Re: [PATCH] cgroup: freezer: Don't wake up process really blocked on signal

Oleg Nesterov <oleg@xxxxxxxxxx> · Wed, 18 Sep 2019 13:47:45 +0200

On 09/18, Honglei Wang wrote:
>
>
> On 9/17/19 9:47 PM, Oleg Nesterov wrote:
> >>>int main(int argc, char *argv[])
> >>>{
> >>>         sigset_t waitset;
> >>>         int signo;
> >>>
> >>>         sigemptyset(&waitset);
> >>>         sigaddset(&waitset, SIGINT);
> >>>         sigaddset(&waitset, SIGUSR1);
> >>>
> >>>         pthread_sigmask(SIG_BLOCK, &waitset, NULL);
> >>>
> >>>         for (;;) {
> >>>                 signo = sigwaitinfo(&waitset, NULL);
> >>>                 if (signo < 0)
> >>>                         err(1, "sigwaitinfo() failed");
> >>>
> >>>                 if (signo == SIGUSR1)
> >>>                         printf("Receive SIGUSR1\n");
> >>>                 else
> >>>                         break;
> >>>         }
> >>>
> >>>         return 0;
> >>>}
> >
> >Well, I think we do not care. Userspace should handle -EINTR and restart
> >if necessary. And afaics this test case can equally "fail" if it races
> >with the system freezer, freeze_task() can be called between
> >set_current_state(TASK_INTERRUPTIBLE) and freezable_schedule() in
> >do_sigtimedwait().
> >
> >OTOH, this is another indication that kernel/cgroup/freezer.c should
> >interact with freezer_do_not_count/freezer_count somehow.
> >
>
> It looks weird if a task is happily waiting for the desired signal, but is
> woke up by an move from one cgroup to another (which is really not related
> to any signal action from the point of userspace), doesn't it?

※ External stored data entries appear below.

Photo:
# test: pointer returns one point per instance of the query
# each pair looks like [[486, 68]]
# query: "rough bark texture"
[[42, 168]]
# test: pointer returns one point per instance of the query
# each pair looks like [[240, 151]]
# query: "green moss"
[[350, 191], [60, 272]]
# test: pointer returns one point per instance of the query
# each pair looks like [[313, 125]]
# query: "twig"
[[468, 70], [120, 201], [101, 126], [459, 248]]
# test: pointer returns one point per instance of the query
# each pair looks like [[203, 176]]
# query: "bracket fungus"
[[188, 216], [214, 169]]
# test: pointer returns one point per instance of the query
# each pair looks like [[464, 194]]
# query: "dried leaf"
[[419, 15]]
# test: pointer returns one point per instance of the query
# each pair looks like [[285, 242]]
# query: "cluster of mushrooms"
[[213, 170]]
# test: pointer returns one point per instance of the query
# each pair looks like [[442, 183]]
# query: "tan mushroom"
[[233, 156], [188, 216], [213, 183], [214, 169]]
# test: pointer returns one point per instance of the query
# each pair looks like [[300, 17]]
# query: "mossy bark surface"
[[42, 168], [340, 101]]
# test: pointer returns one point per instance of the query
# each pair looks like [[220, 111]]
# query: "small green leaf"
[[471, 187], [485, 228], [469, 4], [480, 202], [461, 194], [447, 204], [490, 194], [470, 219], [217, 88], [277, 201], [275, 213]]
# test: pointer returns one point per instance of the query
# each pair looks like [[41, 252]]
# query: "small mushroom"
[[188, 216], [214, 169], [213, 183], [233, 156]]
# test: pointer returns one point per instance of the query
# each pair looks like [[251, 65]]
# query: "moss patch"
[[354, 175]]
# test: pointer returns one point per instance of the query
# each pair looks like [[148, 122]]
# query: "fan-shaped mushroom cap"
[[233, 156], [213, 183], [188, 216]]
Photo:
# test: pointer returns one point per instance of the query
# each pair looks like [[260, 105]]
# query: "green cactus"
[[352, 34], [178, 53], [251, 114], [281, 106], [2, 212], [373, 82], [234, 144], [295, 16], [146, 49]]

Again, imo a sane application should handle -EINTR. Nothing really weird.

There are other reasons why sigwaitinfo() can return -EINTR. Say, another
thread can steal a signal. Or, simply start you test-case and run
strace -p.

If you want to "fix" sigwaitinfo() - just make it restartable, that is all.
But see above, I don't think this makes any sense.

> At this point, seems we need to be sure if it's necessary for cgroup to fix
> this problem or not.

Well, to me this particular problem simply doesn't exist ;) However, cgroup
freezer has other, more serious problems.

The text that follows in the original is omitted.